The second episode revolves around the break in Holt and Kevin’s marriage, and Jake’s need to get his two dads back together. The squad all accepts a long-standing invite to Holt’s lake house, Jake secretly tricks Kevin into showing up, and he spends the trip trying to get them to fall back in love with each other.
It’s a more conventionally funny episode of the show, but I do like this initial look into how Holt was impacted by 2020. Again, considering Holt is a gay black man who has fought for decades to carve a place for himself in the NYPD and change it from the inside, I can only imagine how BLM has impacted him.

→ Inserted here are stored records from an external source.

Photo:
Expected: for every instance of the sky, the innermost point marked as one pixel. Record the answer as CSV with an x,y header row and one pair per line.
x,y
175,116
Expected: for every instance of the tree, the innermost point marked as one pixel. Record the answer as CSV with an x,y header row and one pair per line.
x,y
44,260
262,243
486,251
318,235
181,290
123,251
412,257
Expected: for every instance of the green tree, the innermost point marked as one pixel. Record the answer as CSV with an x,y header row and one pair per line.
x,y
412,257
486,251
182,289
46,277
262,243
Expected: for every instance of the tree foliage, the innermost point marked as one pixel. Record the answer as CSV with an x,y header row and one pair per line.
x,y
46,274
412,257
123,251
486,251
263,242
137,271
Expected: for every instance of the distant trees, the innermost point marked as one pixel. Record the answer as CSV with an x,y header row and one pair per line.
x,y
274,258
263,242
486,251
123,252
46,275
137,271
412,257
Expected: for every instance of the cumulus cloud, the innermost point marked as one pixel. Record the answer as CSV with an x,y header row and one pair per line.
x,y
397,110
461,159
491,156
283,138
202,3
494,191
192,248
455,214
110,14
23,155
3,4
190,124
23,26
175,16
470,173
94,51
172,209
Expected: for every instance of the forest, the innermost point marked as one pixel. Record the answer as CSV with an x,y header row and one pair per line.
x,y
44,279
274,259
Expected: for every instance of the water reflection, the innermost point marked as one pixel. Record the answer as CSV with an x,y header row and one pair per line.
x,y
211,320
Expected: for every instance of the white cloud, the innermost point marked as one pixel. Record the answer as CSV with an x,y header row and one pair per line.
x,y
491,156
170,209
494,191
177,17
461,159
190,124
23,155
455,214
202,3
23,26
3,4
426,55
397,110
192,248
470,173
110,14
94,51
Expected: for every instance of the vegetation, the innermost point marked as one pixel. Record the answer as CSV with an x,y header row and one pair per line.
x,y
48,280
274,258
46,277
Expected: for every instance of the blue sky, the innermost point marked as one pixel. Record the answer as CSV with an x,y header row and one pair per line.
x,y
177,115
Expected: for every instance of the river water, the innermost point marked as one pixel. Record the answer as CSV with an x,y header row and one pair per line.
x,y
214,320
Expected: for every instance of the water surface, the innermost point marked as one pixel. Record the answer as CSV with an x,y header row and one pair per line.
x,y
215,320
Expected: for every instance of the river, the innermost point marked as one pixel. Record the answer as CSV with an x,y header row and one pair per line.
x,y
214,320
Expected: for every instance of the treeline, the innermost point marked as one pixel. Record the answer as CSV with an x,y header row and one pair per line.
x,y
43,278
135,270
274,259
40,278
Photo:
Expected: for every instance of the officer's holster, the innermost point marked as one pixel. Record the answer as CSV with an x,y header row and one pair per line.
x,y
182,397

These are the kinds of stresses that do dissolve relationships and cause a person to revert to basic survival instincts.
Holt and Kevin reconciled enough to enter couples counseling, which is a nice compromise between the misery of them staying apart and the easy sentimental path where they just get back together. No one should ever look to Brooklyn Nine-Nine to be a realistic show that tackles subjects like these in depth, but they can at least go this far to treat their characters and these issues with respect. And sometimes they do surprise you with just how authentic and real they can be. Kevin and Holt’s relationship was a fantastic example of when they surprise you like that.
Thankfully, these episodes didn’t lose themselves in serious issues. It was still classic fun B99. Amy using Terry’s sex books to rekindle her relationship with Holt was peak Amy Santiago. Jakes’ disguise at the police union was fantastic. Rosa being high on edibles during the lake house trip was a never-ending gift, as was Terry loving hedges but hating ledges.
But I never doubted Brooklyn Nine-Nine being funny. That is almost always a given. I did worry that they would pull a Terry and hedge their bets about their portrayal of police post-2020.
There is still plenty of time for them to do so, of course, but this was a good start. Having one of your two or three most popular characters quit in the first scene is one hell of a way to make a statement, and I hope they follow through the entire season. I know I should not expect my dream scenario, where each member of the Nine-Nine finds a reason to leave throughout the season and they all go find better jobs somewhere where they do not contribute to a harmful legacy of fascist, racist abuse, but I can at least reasonably expect them to deal with its portrayal of police.
That is a good start. I hate that I’m holding a comedy show to this standard, but at the same time, go figure that a comedy show has already done a better job than the dozen police dramas out there.
Line of the Week: Amy responding to Boyle calling himself a natural mother by calling him “a natural motherf*cker.”